• A Place For My Stuff

    Now, I may be a modern man (you know, the sensitive kind, in touch with his feminine side and all that) but I still cannot bring myself to carry a “man bag.” I’m sorry, I know it makes perfect sense, but if I did that, I’d have to grow breasts and change my name to Natalie.


    I don\’t care who you are or how cool
    you think you are, if you carry a purse, you look gay.

    And don’t try telling me my briefcase is just a man’s handbag in disguise: a briefcase is a briefcase, it contains stuff I need for work. Besides, I don’t carry it all the time, so if I did put anything handbaggish in there—like wadded up tissues, half a roll of Life Savers, eight ball point pens that don’t work and £4.87 in loose change jangling about in the bottom—I would not always have ready access to it. So that’s why I sort of like the cold weather (“sort of” being the operative phrase; but at least give me credit for trying to tease a silver-lining out of this miserable weather).

    When it’s cold, I wear a jacket. That jacket has pockets—lots of them—and I can carry around all of life’s essentials which, during the warmer months I have to go without.

    Right now, for instance, I am wearing a jacket that is no puffier than anyone else’s on the bus (we’re all looking a bit like Kenny from South Park here days) and stashed in the various pockets are:

     – One pair of gloves
     – One hat
     – A London tube map
     – A pack of tissues
     – A camera
     – A notebook
     – A scarf
     – Three Santa hats
     – Half a box of Strepsils
     – A paperback novel

    All of these items are, for this time of year, indispensable. In other months I might trade the Santa hats for my cigar holder, lighter and cutter, or the scarf/hat/glove combo for an ordinance survey map of the Ashdown forest and a micro-bralla. But the upshot is, as long as it is cool enough for a coat, I have a place for all my stuff.
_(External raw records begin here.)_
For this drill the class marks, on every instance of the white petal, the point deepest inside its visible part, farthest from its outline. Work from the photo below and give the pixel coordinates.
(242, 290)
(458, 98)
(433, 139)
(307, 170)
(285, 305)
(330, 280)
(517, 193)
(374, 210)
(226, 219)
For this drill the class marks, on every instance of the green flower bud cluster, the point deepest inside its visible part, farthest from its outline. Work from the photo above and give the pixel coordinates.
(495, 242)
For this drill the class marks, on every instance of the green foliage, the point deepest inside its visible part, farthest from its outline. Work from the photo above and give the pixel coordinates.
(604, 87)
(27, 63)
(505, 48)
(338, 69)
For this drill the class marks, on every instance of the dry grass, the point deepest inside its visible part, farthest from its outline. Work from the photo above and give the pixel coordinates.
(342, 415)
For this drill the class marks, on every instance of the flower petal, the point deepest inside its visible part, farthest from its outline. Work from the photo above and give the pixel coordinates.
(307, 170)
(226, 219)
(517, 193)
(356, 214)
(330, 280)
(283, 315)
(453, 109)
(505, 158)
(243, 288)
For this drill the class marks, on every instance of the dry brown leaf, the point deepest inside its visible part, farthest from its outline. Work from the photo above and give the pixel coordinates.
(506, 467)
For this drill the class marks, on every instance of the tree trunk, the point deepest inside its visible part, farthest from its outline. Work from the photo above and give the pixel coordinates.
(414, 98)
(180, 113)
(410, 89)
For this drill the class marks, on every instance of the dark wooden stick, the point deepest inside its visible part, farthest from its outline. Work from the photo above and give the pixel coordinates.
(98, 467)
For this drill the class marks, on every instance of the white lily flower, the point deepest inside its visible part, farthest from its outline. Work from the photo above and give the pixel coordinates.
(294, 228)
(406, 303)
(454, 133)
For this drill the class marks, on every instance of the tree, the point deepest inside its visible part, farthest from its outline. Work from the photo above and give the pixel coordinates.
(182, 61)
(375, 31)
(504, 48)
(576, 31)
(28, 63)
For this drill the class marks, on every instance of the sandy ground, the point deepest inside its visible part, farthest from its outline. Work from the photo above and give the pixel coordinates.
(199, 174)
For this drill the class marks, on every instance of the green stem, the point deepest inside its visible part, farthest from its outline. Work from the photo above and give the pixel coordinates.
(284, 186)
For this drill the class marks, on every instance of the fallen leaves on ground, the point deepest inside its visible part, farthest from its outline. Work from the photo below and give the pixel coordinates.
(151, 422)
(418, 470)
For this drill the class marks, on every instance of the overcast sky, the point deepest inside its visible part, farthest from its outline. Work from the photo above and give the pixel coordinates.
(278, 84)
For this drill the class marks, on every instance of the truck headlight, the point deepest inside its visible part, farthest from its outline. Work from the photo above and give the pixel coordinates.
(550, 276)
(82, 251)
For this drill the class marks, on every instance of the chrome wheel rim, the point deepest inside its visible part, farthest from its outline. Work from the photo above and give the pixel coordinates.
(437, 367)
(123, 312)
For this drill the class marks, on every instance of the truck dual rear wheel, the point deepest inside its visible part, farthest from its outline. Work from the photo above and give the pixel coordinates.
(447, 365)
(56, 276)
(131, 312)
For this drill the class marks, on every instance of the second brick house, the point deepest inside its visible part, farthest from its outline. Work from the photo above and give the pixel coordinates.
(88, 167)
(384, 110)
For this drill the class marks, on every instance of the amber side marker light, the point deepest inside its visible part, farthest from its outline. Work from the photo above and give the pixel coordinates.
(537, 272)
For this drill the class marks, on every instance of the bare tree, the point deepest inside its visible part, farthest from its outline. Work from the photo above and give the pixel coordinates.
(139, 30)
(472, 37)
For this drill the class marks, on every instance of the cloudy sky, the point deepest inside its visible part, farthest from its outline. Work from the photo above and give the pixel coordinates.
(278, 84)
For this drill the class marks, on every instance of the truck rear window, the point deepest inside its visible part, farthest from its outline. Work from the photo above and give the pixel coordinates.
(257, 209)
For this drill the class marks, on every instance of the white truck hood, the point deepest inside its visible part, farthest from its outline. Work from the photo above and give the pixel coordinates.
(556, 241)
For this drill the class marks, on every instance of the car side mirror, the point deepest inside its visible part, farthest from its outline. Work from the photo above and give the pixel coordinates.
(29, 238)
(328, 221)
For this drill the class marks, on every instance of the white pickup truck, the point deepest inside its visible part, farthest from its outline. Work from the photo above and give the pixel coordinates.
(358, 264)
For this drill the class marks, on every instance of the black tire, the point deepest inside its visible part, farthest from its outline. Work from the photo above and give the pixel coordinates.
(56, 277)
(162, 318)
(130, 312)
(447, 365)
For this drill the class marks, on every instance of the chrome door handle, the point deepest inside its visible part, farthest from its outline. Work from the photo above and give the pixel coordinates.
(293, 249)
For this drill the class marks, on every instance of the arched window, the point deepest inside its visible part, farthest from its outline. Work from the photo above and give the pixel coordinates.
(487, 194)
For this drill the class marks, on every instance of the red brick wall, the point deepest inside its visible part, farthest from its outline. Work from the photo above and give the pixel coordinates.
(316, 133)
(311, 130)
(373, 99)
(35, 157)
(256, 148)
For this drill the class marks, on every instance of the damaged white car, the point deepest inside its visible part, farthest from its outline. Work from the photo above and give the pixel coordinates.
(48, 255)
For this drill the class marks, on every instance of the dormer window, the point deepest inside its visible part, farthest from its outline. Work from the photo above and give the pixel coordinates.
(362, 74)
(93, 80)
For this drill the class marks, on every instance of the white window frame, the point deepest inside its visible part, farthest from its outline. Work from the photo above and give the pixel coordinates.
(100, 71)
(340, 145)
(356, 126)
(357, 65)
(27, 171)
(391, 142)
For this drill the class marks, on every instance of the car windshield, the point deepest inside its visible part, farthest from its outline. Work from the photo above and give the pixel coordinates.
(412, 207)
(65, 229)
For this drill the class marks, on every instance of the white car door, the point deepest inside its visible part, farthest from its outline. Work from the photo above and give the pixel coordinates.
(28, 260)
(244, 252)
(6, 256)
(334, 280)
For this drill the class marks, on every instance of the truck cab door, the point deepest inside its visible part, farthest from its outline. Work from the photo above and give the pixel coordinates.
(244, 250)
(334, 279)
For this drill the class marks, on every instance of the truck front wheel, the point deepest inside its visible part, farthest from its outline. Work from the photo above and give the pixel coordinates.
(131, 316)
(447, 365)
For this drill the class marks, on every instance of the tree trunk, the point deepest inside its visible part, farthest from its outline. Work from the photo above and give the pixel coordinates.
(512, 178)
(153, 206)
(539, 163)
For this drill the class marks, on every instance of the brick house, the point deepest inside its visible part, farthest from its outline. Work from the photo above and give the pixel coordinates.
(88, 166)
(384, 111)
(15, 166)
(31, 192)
    During warmer weather, I am forced to rely on my wife. Though this isn’t a tremendous hardship, it is 1) inconvenient, because, like my briefcase, I don’t always have my wife with me (but unlike my briefcase, she makes for better company on long bus rides), and 2) I fear the items I consign to my wife’s handbag may become lost among the seemingly endless items she keeps in there.

    Somehow, my wife has acquired the handbag Hermione Granger used in Harry Potter and the Deathly Hallows, the one she kept a tent, camping furniture and a portable shower in. I’m serious: one time, while we were out to dinner, a need arose for her (we’re talking about my wife now, not Hermione Granger) to record a date in her diary. She plopped the bag on the table, dug through it and extracted an appointment diary thick as a Michener novel, bulging with receipts, sticky-notes and several wadded up tissues. She declared it was her work diary, not her personal diary, so she laid it down, rummaged again and pulled out another novel-sized book. This time, it was just a plain note book, so she laid that aside and dug in again. On the third dip, she came up with the correct, and equally bulging, diary. She then pulled out half a dozen ball point pens, none of which worked, so I loaned her the pen I carry in my coat pocket.

    In short, copious as my coat capacity is, her handbag puts it to shame, which makes me miss, even more, all the pockets, folds and secret compartments I have to go without during the warmer weeks. Sadly, I won’t have to worry about that for the foreseeable future.

    And don’t entertain any ideas about getting me a “man bag” as a belated Christmas (or early birthday) present. I wouldn’t use it—I’d never be able to fit all my stuff in it.